Particle-in-cell simulation of dielectric wall accelerators

Computer simulations of dielectric wall accelerators using state-of-the-art multi-dimensional particle-in-cell (PIC) codes were carried out. Specifically, the cylindrical waveguide is lined with a dielectric with permittivity of 3.75 and its inner radius is 0.57cm. The temporal shape of the driving electron beam has a double-triangle profile with different amplitudes in beam current and its total pulse length is chosen to be 4 ps. The total charge of the drive beam is 5 nC. We used the two dimensional PIC code Merlin in cylindrical geometry to simulate self-consistently the electron beam propagation and the excitation of the wakefield in the dielectric wall waveguide.

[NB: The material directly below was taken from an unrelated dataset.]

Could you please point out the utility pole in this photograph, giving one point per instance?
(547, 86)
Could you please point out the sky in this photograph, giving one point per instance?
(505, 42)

The initial choice of the beam energy is 100 MeV. Our simulations show a strong coherent excitation of the wakefield at the fundamental mode of 300 GHz with a peak longitudinal electric field amplitude of 117 MV/m. Higher order modes are also observed in our simulations. The longitudinal decelerating electric field at the beam position is 17.5 MV/m resulting in a transformer ratio of 6.7 which agrees very well with the 1-D theoretical value of 6.6. However, our simulations show the amplitude of the longitudinal electric field having a radial gradient in contrast to being constant predicted by the 1-D analytic theory in the ultra-relativistic limit. The effects of beam energy and emittance have also been studied. We further perform 3-D simulations using the LSP code to investigate effects due to azimuthal asymmetry. Detail comparison between 1-D analytic theory with 2-D and 3-D simulations using different beam parameters will be presented.